For beginner picklers:
Dilly Beans Time frame: 6 weeks
Special Equipment: sealable canning jars: 1 1/2 pint/750 milliliter size is best, as its height perfectly accommodates the length of string beans
Whole dried chili peppers
Fresh dill (flowering tops best, or leaves)
White distilled vinegar
1) Guesstimate how many jars you’ll fill with the string beans you have. Thoroughly clean jars and line them up.
2) Into each jar, place 1 clove garlic, 1 teaspoon (5 ml) of salt, 1 whole red chili pepper, 1/4 teaspoon (1/5 ml) of celery seed, and a flowering dill top or small bunch of dill leaves. Then fill the jar with beans standing on end, stuffing them as tightly as you can into the jar.
3) For each jar you have filled, measure 1 cup (250 ml) of water. Boil the vinegar-water mixture, then pour it into the jars over the beans and spices, to 1/2 inch (1 cm) from the top of the jar.
4) Seal the jars and place them in a large pot of boiling water for a 10-minute heat processing.
Leave the dilly beans for at least 6 weeks for the flavors to meld, then open jars as desired and enjoy.
Note: Katz points out that “pickling food in vinegar is not a fermentation process” but that “vinegar pickling makes use of a fermented product, vinegar.” Most if not all of his other recipes are actual fermentation processes.
For advanced picklers:
Pickled Watermelon Rinds
Timeframe: 1 to 4 weeks
*Special equipment: Ceramic crock or food-grade plastic bucket; Plate that fits inside crock or bucket; 1 gallon/4liter jug filled with water, or other weight; Cloth cover
3 to 4 pounds/ 1.5 to 2 kg organic watermelon rinds, cut into one inch thick “ribs”
3/8 cup (6 tbsp)/90 ml sea salt
3 to 4 heads fresh flowering dill, or 3 to 4 tbsp/45 to 60 ml of any form of dill (fresh or dried leaf or seeds)
2 to 3 heads garlic, peeled
1 handful fresh grape, cherry, oak and/or horseradish leaves (if available)
1 pinch black peppercorns
1) Dissolve sea salt in 1/2 gallon (2 liters) of water to create brine solution.
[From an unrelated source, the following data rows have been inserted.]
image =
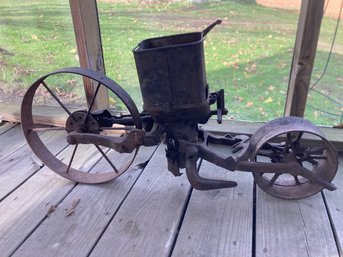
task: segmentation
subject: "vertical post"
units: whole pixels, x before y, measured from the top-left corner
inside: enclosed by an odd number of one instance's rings
[[[316,55],[325,0],[302,0],[285,116],[303,117]]]
[[[69,4],[80,66],[105,73],[96,0],[69,0]],[[83,83],[87,103],[90,105],[98,83],[88,78],[84,78]],[[101,86],[93,110],[106,109],[108,106],[108,91]]]

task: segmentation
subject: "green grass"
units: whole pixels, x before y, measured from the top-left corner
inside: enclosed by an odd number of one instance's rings
[[[142,100],[132,49],[141,40],[201,31],[220,18],[222,25],[205,41],[207,81],[211,91],[224,88],[229,118],[270,120],[283,115],[298,14],[258,6],[254,1],[202,4],[98,3],[106,73]],[[78,66],[68,1],[3,0],[0,3],[0,89],[26,89],[54,69]],[[326,18],[313,71],[325,66],[335,20]],[[338,46],[343,37],[338,34]],[[335,50],[326,75],[315,87],[341,104],[310,91],[306,118],[335,125],[342,110],[342,53]],[[62,85],[59,85],[62,87]],[[71,90],[68,85],[64,90]]]

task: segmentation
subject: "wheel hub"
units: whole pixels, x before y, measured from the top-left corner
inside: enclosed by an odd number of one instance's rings
[[[86,111],[73,112],[66,121],[66,131],[78,133],[93,133],[99,134],[100,127],[97,120],[91,113]]]

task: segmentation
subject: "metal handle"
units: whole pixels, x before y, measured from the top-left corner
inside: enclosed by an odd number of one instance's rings
[[[202,31],[203,37],[205,37],[208,32],[210,32],[216,25],[219,25],[220,23],[222,23],[222,20],[216,20],[215,22],[210,24],[206,29]]]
Stir until salt is thoroughly dissolved.
2) Clean the crock, then place at the bottom of it dill, garlic, fresh grape leaves, and a pinch of black peppercorns.
3) Place rinds in the crock.
4) Pour brine over the rinds, place the (clean) plate over them, then weigh it down with a jug filled with water or a boiled rock. If the brine doesn’t cover the weighed-down plate, add more brine mixed at the same ratio of just under 1 tbsp of salt to each cup of water.
5) Cover the crock with a cloth to keep out dust and flies and store it in a cool place.
6) Check the crock every day. Skim any mold from the surface, but don’t worry if you can’t get it all. If there’s mold, be sure to rinse the plate and weight. Taste the pickles after a few days.
7) Enjoy the pickles as they continue to ferment. Continue to check on the crock every day.
8) Eventually, after one to four weeks (depending on the temperature), the pickles will be fully sour. Continue to enjoy them, moving them to the fridge to slow down fermentation.